Art. 2º. As funções de polícia judiciária e a apuração de infrações penais exercidas pelo delegado de polícia são de natureza jurídica, essenciais e exclusivas de Estado.
§ 1º. Ao delegado de polícia, na qualidade de autoridade policial, cabe a condução da investigação criminal por meio de inquérito policial ou outro procedimento previsto em lei, que tem como objetivo a apuração das circunstâncias, da materialidade e da autoria das infrações penais.
§ 2º. Durante a investigação criminal, cabe ao delegado de polícia a requisição de perícia, informações, documentos e dados que interessem à apuração dos fatos.
§ 3º. (VETADO)
§ 4º. O inquérito policial ou outro procedimento previsto em lei em curso somente poderá ser avocado ou redistribuído por superior hierárquico, mediante despacho fundamentado, por motivo de interesse público ou nas hipóteses de inobservância dos procedimentos previstos em regulamento da corporação que prejudique a eficácia da investigação.
§ 5º. A remoção do delegado de polícia dar-se-á somente por ato fundamentado.
§ 6º. O indiciamento, privativo do delegado de polícia, dar-se-á por ato fundamentado, mediante análise técnico-jurídica do fato, que deverá indicar a autoria, materialidade e suas circunstâncias.
Art. 3º. O cargo de delegado de polícia é privativo de bacharel em Direito, devendo-lhe ser dispensado o mesmo tratamento protocolar que recebem os magistrados, os membros da Defensoria Pública e do Ministério Público e os advogados.
Art. 4º. Esta Lei entra em vigor na data de sua publicação.

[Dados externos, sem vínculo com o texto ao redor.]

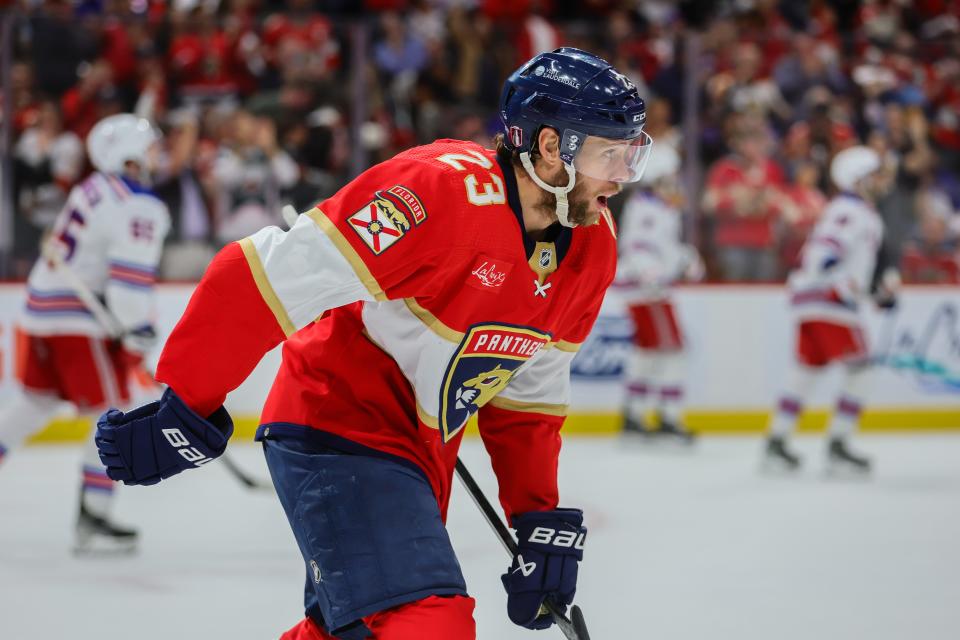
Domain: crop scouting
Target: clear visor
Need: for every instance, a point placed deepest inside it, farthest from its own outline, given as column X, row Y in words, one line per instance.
column 608, row 159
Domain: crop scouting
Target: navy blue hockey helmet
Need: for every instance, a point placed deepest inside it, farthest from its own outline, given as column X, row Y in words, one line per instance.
column 582, row 97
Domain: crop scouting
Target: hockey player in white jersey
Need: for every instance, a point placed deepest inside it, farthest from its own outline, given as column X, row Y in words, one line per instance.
column 107, row 240
column 652, row 258
column 839, row 271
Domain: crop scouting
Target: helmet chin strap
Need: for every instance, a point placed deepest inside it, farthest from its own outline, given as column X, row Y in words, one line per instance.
column 563, row 206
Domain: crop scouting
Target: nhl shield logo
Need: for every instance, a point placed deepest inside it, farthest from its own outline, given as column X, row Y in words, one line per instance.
column 481, row 368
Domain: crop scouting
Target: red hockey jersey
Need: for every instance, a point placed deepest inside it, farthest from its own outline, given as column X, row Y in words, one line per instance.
column 409, row 301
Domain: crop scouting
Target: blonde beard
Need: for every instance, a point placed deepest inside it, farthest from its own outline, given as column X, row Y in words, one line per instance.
column 579, row 207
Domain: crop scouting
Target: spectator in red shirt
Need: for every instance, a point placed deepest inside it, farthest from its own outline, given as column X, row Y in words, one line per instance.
column 94, row 97
column 933, row 256
column 744, row 198
column 803, row 205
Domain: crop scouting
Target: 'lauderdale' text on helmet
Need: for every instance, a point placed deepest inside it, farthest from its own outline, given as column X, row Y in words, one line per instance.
column 580, row 96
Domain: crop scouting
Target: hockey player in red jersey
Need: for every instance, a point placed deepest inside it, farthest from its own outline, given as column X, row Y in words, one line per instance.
column 449, row 281
column 652, row 258
column 842, row 265
column 109, row 237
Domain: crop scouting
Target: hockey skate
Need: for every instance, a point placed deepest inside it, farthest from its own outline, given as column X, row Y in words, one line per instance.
column 97, row 535
column 633, row 427
column 777, row 457
column 842, row 461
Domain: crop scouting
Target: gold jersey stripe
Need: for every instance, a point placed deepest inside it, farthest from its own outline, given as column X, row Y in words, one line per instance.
column 426, row 418
column 432, row 322
column 530, row 407
column 266, row 290
column 348, row 252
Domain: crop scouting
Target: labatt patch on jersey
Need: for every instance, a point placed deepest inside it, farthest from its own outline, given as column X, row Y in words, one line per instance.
column 388, row 217
column 481, row 368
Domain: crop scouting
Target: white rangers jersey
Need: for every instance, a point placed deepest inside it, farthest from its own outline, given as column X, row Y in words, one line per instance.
column 651, row 253
column 837, row 262
column 110, row 233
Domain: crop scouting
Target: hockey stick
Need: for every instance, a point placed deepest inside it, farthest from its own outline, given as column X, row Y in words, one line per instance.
column 574, row 627
column 115, row 331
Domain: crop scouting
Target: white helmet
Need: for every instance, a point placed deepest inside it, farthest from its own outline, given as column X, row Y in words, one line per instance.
column 120, row 138
column 852, row 165
column 664, row 161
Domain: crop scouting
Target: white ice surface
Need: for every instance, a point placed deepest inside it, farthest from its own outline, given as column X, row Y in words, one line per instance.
column 682, row 546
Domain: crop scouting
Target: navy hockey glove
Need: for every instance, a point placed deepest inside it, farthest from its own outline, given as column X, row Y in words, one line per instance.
column 550, row 548
column 159, row 440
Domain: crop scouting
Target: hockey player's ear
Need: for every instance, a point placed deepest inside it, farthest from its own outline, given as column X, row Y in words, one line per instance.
column 548, row 144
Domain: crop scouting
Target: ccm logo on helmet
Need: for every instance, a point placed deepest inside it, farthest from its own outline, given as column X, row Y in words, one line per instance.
column 177, row 440
column 563, row 539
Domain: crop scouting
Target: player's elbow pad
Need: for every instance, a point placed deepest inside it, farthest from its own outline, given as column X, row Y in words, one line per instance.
column 159, row 440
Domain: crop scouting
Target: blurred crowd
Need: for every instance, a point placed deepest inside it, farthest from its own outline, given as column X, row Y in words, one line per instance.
column 257, row 100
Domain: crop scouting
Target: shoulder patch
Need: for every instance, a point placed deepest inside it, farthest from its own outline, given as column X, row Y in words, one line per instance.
column 388, row 217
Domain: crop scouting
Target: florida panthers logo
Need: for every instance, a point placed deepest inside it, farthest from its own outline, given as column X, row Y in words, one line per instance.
column 387, row 218
column 479, row 390
column 482, row 367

O § 3º vetado dizia respeito ao princípio do livre convencimento técnico-jurídico da autoridade policial, preceituando, ainda, expressamente, as já consagradas garantias da isenção e da imparcialidade, in verbis:
“O delegado de polícia conduzirá a investigação criminal de acordo com seu livre convencimento técnico-jurídico, com isenção e imparcialidade.”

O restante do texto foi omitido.